Bacterial Peptide Deformylase Inhibition of Tetrazole-Substituted Biaryl Acid Analogs: Synthesis, Biological Evaluations, and Molecular Docking Study.

The synthesis and screening of tetrazole-substituted biaryl acid analogs 7a-l as bacterial peptide deformylase (PDF) enzyme inhibitors is reported. The compounds 7e (IC50 value = 5.50 µM) and 7g (IC50 value = 7.25 µM) showed good PDF inhibition activity. The compounds 7e (MIC range = 10.75-11.66 µg/mL) and 7g (MIC range = 8.91-12.83 µg/mL) also showed potent antibacterial activity when compared with the standard ciprofloxacin (MIC range = 25-50 µg/mL). Thus, the active derivatives were not only potent PDF enzyme inhibitors but also efficient antibacterial agents. In order to gain more insight into the binding mode of the compounds with the PDF enzyme, the most active compounds 7e and 7g, the moderately active compound 7k, and the least active compound 7h were docked against the PDF enzyme of Escherichia coli. The docking study of the most active compounds 7e and 7g against the PDF enzyme exhibited good binding properties. Hence, we believe our synthesized compounds 7a-l could serve as reservoir for bacterial PDF inhibitor development.

Biphenyl tetrazole-thiazolidinediones as novel bacterial peptide deformylase inhibitors: Synthesis, biological evaluations and molecular docking study.

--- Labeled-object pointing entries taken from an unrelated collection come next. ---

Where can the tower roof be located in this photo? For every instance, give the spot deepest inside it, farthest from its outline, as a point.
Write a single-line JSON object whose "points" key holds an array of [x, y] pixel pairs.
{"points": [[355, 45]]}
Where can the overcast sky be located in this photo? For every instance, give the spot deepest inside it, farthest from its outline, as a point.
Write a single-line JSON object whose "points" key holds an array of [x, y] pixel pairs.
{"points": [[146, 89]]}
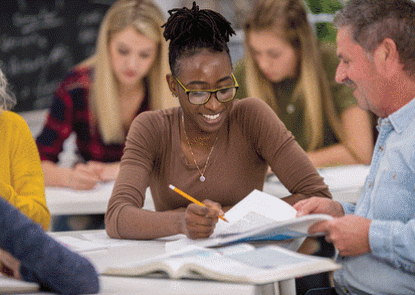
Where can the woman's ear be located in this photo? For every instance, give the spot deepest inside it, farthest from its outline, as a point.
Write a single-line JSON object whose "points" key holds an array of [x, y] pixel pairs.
{"points": [[172, 84]]}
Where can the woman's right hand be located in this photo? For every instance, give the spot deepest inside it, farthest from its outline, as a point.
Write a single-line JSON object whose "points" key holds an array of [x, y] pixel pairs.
{"points": [[199, 221]]}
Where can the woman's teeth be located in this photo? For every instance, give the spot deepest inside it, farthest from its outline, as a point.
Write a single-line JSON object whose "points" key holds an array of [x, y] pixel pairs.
{"points": [[211, 117]]}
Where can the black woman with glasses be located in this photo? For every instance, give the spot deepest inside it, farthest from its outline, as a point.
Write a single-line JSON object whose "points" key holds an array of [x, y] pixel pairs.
{"points": [[213, 147]]}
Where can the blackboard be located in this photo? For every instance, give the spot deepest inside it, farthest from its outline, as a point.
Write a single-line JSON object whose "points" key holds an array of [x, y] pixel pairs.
{"points": [[40, 40]]}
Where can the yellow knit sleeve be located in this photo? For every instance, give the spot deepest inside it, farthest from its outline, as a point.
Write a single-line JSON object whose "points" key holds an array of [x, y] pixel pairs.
{"points": [[24, 188]]}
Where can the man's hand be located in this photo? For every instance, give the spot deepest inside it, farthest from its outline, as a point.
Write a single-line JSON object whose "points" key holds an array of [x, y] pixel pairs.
{"points": [[316, 205], [199, 222], [349, 234]]}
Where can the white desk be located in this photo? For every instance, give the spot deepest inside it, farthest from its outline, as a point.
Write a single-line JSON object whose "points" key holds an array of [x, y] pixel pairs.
{"points": [[122, 251], [63, 201], [345, 182]]}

Herein, we report the synthesis and screening of biphenyl tetrazole-thiazolidinediones 14(a-j) as bacterial Peptide deformylase (PDF) enzyme inhibitors. The compounds 14b (IC50 value=16.25µM), 14c (IC50 value=18.00µM) and 14h (IC50 value=17.25µM) had shown good PDF inhibition activity. The compounds 14b (MIC range=20.75-35.41µg/mL), 14c (MIC range=19.41-26.00µg/mL) and 14d (MIC range=8.41-8.58µg/mL) had also shown potent antibacterial activity when compared with standard ciprofloxacin (MIC range=25-50µg/mL). Thus, the active derivatives were not only potent PDF inhibitors but also efficient antibacterial agents. In order to gain more insight on the binding mode of the compounds with PDF enzyme, the synthesized compounds 14(a-j) were docked against PDF enzyme of E. coli and compounds exhibited good binding properties. The results suggest that this class of compounds have been potential for development and use in a future as antibacterial drugs.

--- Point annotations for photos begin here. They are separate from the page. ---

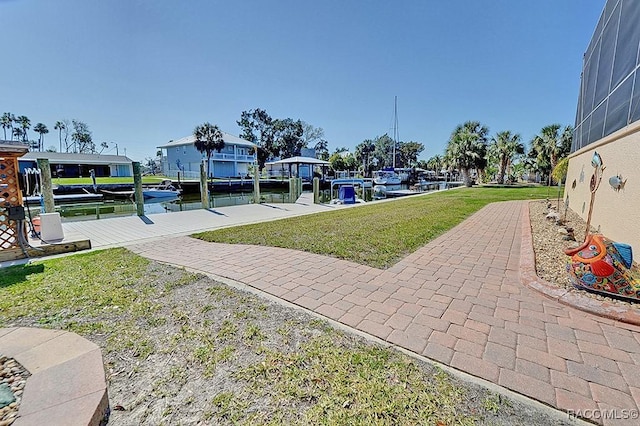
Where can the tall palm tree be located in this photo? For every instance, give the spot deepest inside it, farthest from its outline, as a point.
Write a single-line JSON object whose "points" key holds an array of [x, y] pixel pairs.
{"points": [[60, 126], [7, 123], [551, 145], [505, 145], [42, 130], [435, 163], [467, 148], [25, 124], [208, 139], [18, 133]]}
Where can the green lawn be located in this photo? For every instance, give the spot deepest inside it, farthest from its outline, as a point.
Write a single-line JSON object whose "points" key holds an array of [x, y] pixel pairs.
{"points": [[377, 234], [257, 362]]}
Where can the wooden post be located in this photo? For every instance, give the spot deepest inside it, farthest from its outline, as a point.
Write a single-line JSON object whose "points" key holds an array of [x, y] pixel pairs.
{"points": [[256, 185], [47, 189], [204, 188], [137, 185], [316, 190]]}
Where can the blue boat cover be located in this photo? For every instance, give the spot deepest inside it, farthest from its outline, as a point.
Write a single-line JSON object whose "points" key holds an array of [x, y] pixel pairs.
{"points": [[347, 194]]}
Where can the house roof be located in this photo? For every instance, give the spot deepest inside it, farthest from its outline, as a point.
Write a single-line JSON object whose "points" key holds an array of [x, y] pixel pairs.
{"points": [[72, 158], [190, 140], [300, 160]]}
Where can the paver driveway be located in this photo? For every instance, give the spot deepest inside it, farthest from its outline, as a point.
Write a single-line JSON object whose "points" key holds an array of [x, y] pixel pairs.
{"points": [[457, 300]]}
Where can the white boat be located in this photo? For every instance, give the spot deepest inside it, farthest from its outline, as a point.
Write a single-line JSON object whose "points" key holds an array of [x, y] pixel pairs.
{"points": [[160, 193], [346, 191], [386, 177], [163, 190]]}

Design and synthesis of 4'-((5-benzylidene-2,4-dioxothiazolidin-3-yl)methyl)biphenyl-2-carbonitrile analogs as bacterial peptide deformylase inhibitors.

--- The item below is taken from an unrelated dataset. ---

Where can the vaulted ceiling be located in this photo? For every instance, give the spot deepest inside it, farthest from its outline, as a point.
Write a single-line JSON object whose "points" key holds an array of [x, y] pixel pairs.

Herein, we report the synthesis and screening of 4'-((5-benzylidene-2,4-dioxothiazolidin-3-yl)methyl)biphenyl-2-carbonitrile analogs 11(a-j) as bacterial peptide deformylase (PDF) enzyme inhibitors. The compounds 11b (IC50 value = 139.28 µm), 11g (IC50 value = 136.18 µm), and 11h (IC50 value = 131.65 µm) had shown good PDF inhibition activity. The compounds 11b (MIC range = 103.36-167.26 µg/mL), 11g (MIC range = 93.75-145.67 µg/mL), and 11h (MIC range = 63.61-126.63 µg/mL) had also shown potent antibacterial activity when compared with standard ampicillin (MIC range = 100.00-250.00 µg/mL). Thus, the active derivatives were not only PDF inhibitors but also efficient antibacterial agents. To gain more insight on the binding mode of the compounds with PDF enzyme, the synthesized compounds 11(a-j) were docked against PDF enzyme of Escherichia coli and compounds exhibited good binding properties. The results suggest that this class of compounds has potential for development and use in future as antibacterial drugs.